Kouchner, who met with his Turkish counterpart Ahmet Davutoglu in Istanbul Saturday, said he received a detailed account of the 18-hour nuclear talks in Tehran last week involving Brazilian President Luiz Inacio Lula da Silva and Turkish Prime Minister Recep Tayyip Erdogan and their delegations.
The three-way negotiations were seen by the West as a last-ditch effort for Tehran to avoid proposed UN sanctions over its insistence on enriching uranium to 20 percent purity.
The talks concluded with an Iranian agreement to ship about half of its low-grade uranium to Turkey in return for enriched uranium from the West to fuel a Tehran reactor.
But Kouchner noted that Iran was still courting sanctions because it had not pledged to stop enrichment.
"I cannot but note that shortly after … they signed, there was the Iranian declaration on the continuation of enrichment," Kouchner told reporters in Istanbul.
He said the agreement had "clarified a little" Iran’s position on the nuclear issue.
Hours after the deal was sealed on May 17, Iranian foreign ministry spokesman Ramin Mehmanparast told reporters: "Of course, the 20 percent enrichment will continue in our own country."
Iran drew international condemnation in February after it started enriching uranium to 20 percent, the purity needed to fuel a Tehran research reactor.
Enrichment lies at the center of fears about Iran’s nuclear program, because highly enriched uranium of over 90 percent purity can be used to make an atom bomb.

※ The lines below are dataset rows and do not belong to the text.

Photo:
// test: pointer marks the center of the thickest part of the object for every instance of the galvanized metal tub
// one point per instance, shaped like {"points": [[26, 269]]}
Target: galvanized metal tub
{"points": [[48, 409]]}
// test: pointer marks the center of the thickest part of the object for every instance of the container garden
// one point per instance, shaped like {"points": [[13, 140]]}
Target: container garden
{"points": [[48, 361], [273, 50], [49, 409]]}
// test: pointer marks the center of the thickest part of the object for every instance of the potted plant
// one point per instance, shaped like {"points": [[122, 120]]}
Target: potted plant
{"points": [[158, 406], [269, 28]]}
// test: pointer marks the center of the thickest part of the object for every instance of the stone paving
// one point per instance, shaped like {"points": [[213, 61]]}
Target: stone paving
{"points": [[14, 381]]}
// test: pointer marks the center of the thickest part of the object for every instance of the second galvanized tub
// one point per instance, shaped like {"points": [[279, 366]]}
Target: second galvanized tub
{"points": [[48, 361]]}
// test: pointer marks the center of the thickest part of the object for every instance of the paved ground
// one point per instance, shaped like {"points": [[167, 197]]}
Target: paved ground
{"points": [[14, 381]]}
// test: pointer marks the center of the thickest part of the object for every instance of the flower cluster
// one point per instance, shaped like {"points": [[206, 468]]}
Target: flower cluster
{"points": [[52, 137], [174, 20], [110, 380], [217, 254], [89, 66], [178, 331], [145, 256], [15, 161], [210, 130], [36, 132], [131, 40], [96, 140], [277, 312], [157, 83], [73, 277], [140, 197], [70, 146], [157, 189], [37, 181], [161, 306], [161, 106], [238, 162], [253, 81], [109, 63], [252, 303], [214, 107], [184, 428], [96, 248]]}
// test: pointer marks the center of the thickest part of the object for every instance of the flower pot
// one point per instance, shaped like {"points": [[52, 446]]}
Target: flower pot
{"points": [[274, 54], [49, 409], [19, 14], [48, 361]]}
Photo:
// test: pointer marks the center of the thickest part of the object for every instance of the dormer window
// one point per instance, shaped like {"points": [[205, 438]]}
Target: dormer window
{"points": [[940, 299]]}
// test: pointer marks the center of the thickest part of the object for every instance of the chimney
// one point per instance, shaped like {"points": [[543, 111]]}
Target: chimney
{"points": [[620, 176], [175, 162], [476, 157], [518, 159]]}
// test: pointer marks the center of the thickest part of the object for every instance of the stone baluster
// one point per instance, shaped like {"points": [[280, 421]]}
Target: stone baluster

A French source said that by confirming it would continue enrichment, Iran had shown a deeply contrary logic with its proclaimed will of restoring international confidence through signing the three-way agreement.
Kouchner praised Turkey and Brazil for clarifying the nuclear situation, but said it was just "a partial answer" to demands by the International Atomic Energy Agency for Iran to halt enrichment to 20 percent purity.
Washington has submitted a UN resolution calling for a new round of sanctions against Iran, describing the fuel swap deal as insufficient.
"Whether (Brazil and Turkey) were right or wrong… history will not show that (the deal) should have been avoided… it will go down in history that they tried," Kouchner told a media conference in Istanbul.
"Does this prevent the Security Council resolution, I don’t think so. Does it speed it up? Maybe. But I am sure of one thing: it clarifies it (the Iranian position) a little," he added.
After months of diplomacy, the United States managed last week to get China and Russia — in addition to Britain and France — to endorse the draft UN Security Council resolution for a fourth round of sanctions against Iran.